Tuesday, January 22, 2008

all we have is an old ball of string


There is a certain kind of children's story, a formula that is quite popular. The quintessential example of it is The Lion, the Witch and the Wardrobe: the story of a child who is perfectly ordinary in our world, who travels through a magical portal to another land, where they play a key role in the battle between good and evil. There was a time when almost all the stories I read followed this pattern, promising another world, a world where struggle had meaning and bravery was worth something. I wanted so badly for this to be true that I'm sure that if wanting could make anything real, this would have become real.

It didn't, of course. Looking back, I wonder if my desperation was a yearning toward a better world, or fear spurring me to get away from the situation I was in, although maybe that question isn't even a true question; maybe it was both. I thought for a while that I had a grip on things in the real world that I wanted enough to keep me from wishing I was away, but these days I'm feeling it again: the urge to escape, to run away, to abandon my life to become a different person in a world where the colors are deeper, the pains fiercer and the joys brighter.

The problem is that everything that I want to escape from is what I would take with me. My physical pain, my bad skin and limp hair, my aspie personality and my preoccupation with death are not things I can separate from myself and so I am stuck. My prison bars are made of my flesh, and even if a doorway opened in front of me and I walked through it I would be imprisoned exactly the same.

I tell myself this over and over, but the desire to drop everything and run won't leave me alone. I hear a roadtrip in the music on the radio, I walk to the mailbox and the decaying leaves on the lawn smell of old-growth forest paths. The distant sound of the highway sounds like the ocean, the heating oven shimmers like the empty desert, and the ache to be somewhere else is almost physical.

This afternoon I went to the park. It was freezing cold and the park was empty, although there were footprints in the dusting of snow that said that one or two people had been there before me.

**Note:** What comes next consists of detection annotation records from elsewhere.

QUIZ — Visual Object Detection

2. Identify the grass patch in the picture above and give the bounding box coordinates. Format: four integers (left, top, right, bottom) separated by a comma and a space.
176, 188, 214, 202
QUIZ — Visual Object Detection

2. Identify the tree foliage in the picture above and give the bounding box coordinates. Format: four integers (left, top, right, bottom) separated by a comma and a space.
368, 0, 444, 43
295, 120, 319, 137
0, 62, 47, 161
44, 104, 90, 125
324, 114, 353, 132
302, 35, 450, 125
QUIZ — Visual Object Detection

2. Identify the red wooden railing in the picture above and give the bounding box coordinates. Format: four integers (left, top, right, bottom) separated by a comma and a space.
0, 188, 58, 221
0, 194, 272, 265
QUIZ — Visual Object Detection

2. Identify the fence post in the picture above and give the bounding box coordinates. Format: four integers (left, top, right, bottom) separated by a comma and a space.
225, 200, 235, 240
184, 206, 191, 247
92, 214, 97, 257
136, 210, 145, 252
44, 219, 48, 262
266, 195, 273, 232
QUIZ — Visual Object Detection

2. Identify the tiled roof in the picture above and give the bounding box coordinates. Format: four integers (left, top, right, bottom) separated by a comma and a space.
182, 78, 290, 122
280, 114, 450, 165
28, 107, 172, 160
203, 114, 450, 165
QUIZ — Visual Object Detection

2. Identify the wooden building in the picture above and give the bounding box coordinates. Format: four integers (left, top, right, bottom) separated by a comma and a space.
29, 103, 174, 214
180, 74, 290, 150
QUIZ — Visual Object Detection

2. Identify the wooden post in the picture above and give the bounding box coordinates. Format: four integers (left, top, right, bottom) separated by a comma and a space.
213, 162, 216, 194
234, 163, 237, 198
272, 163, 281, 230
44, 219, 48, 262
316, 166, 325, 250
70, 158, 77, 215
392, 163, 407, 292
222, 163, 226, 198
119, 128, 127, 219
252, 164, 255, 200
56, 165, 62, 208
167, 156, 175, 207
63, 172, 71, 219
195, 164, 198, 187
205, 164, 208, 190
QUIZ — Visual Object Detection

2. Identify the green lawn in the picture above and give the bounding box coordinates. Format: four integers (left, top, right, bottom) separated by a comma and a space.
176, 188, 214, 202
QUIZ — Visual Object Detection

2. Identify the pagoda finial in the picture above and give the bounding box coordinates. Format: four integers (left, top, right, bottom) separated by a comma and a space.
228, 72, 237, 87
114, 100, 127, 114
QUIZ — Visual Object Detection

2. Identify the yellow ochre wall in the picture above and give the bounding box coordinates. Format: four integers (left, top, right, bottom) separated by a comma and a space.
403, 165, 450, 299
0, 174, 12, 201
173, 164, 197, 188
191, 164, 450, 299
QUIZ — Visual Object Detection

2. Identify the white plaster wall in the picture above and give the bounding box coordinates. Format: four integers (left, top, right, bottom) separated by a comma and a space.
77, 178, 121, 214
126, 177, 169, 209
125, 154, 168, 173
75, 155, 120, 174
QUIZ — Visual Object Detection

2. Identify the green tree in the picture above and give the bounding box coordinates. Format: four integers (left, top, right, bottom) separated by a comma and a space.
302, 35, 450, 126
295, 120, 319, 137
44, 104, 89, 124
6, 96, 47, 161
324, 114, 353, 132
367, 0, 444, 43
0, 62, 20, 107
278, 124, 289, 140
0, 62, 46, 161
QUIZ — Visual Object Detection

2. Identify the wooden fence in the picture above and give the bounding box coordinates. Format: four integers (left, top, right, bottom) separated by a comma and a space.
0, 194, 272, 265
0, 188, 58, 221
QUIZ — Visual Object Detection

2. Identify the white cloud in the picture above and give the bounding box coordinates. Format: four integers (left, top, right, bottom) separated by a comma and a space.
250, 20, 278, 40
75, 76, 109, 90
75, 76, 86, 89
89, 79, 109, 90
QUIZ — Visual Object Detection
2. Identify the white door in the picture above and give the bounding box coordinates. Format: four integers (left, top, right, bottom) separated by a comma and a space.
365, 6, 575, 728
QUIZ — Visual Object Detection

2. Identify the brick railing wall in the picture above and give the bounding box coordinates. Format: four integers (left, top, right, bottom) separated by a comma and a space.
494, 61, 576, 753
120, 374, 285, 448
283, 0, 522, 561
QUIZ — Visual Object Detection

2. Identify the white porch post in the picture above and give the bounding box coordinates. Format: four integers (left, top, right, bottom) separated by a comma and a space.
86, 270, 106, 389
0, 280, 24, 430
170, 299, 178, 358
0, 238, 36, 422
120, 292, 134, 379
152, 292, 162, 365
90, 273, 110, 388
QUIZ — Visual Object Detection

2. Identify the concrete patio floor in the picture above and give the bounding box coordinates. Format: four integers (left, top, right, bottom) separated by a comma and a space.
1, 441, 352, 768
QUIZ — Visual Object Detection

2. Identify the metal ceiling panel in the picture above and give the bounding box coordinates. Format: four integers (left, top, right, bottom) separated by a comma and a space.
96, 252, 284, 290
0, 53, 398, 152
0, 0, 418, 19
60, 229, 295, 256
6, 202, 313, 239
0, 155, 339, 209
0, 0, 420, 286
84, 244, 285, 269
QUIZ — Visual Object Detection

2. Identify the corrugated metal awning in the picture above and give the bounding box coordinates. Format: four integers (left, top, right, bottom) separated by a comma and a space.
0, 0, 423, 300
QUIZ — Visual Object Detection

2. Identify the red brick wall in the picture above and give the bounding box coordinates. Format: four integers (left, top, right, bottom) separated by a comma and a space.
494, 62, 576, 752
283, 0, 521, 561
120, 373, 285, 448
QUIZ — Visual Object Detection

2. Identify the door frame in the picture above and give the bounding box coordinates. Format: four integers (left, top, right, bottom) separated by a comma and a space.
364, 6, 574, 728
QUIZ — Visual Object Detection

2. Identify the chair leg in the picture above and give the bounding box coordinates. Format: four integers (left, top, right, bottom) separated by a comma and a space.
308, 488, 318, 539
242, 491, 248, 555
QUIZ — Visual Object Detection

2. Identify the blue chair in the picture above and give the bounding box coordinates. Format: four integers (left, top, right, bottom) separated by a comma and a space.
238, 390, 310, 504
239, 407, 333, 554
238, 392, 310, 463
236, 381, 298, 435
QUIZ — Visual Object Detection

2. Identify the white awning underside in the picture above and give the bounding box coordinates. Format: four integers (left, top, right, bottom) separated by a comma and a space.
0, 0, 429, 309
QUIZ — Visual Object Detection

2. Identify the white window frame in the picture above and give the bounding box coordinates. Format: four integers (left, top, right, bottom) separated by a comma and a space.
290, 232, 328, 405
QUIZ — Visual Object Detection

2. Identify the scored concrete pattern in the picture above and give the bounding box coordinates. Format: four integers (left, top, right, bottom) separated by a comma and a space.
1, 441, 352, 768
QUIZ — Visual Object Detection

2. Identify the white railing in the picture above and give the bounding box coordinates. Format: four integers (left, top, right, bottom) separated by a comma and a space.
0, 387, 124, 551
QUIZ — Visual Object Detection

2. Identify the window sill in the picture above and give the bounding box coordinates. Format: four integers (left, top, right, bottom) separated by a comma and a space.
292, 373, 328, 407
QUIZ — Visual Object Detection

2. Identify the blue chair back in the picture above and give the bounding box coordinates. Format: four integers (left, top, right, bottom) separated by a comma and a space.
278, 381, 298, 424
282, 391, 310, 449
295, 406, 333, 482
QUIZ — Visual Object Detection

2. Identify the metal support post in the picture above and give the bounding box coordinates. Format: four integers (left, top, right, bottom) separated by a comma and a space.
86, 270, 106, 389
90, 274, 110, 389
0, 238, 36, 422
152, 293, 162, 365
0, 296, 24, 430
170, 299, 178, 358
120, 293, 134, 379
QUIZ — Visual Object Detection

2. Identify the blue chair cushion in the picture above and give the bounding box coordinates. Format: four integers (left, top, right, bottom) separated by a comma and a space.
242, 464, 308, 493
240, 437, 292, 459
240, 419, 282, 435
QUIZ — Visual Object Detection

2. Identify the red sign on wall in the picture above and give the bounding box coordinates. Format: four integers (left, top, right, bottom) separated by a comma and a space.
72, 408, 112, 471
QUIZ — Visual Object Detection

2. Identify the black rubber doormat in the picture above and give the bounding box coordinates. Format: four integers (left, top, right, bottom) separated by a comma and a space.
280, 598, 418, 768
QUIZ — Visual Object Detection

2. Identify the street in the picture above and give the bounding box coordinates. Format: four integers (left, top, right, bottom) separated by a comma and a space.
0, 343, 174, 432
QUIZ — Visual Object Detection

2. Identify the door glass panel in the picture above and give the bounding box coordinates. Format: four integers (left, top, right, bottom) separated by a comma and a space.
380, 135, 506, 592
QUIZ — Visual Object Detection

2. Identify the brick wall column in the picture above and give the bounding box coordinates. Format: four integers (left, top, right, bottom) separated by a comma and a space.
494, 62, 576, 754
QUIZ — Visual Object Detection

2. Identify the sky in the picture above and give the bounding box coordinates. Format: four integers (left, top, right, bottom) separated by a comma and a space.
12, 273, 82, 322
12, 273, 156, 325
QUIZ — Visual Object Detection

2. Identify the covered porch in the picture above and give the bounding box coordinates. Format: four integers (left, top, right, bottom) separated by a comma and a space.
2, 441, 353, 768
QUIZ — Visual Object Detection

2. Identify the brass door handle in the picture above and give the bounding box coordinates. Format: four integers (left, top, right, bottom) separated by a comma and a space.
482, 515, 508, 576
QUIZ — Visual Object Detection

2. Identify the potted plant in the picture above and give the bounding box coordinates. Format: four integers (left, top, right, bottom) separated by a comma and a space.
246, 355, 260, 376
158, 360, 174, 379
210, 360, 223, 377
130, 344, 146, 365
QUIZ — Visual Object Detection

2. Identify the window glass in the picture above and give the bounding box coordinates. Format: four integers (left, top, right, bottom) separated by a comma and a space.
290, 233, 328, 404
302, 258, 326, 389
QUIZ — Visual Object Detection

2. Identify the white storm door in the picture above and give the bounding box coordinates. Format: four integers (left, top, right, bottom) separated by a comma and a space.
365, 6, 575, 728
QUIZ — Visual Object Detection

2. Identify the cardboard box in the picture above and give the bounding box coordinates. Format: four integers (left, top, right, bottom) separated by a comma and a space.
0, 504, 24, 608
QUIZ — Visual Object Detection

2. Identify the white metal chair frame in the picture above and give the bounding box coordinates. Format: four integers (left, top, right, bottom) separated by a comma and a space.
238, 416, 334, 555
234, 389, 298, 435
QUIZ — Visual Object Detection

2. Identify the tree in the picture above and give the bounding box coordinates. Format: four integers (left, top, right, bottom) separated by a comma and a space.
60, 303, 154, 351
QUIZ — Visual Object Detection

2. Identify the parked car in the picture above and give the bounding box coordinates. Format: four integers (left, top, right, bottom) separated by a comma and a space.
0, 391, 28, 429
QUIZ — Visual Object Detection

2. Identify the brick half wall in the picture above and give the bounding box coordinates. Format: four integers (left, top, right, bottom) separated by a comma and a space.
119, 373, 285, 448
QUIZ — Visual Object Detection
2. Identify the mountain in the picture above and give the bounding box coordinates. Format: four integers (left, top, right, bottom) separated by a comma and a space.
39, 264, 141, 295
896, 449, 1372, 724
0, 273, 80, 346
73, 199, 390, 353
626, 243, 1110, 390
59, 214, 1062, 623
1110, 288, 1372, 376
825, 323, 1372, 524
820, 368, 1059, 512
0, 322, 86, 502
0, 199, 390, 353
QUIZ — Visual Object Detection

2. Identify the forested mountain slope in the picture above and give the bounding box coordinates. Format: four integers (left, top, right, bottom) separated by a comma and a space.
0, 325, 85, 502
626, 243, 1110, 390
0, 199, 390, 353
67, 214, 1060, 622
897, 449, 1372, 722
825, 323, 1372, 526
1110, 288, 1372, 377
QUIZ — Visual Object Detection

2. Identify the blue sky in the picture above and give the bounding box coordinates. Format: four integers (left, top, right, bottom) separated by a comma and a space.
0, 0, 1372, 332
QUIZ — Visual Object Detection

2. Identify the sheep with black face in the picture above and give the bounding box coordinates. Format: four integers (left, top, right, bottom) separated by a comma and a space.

I wrapped myself up in a scarf and walked along taking pictures of the brittle, brown plants. There was a spot where, looking through the leafless branches, I could see that off the paved running path there was a break in the bushes that could be walked through; the snow made it through the brush where branches had been pushed aside, highlighting the way like a white ribbon. I'm not usually one for trampling on wildlife off the marked paths, but there was no one else in shouting distance today and I couldn't resist the sensation of leaving what I knew.

In the end, the way came out again and I was back in reality, still the same person I've always been. I think there probably is no way to escape.

1 comment:

Elizabeth McClung said...

A very nice capturing of the magical road - have you seen Pan's Labyrinth; for me this is more of what I expected, pain and suffering, fear and wonder tied up in unseperated packages. I know the feeling of escape and every six months or so I do an "escape attempt" which teaches me that the prison and the baggage I want to leave behind are often intertwined (my body). Since the brain transfer to bionic bodies doesn't seem soon (TV promises notwithstanding), I sigh, I take my pills, and I try to do SOMETHING a little crazy (maybe spend $5 for no good reason at all!).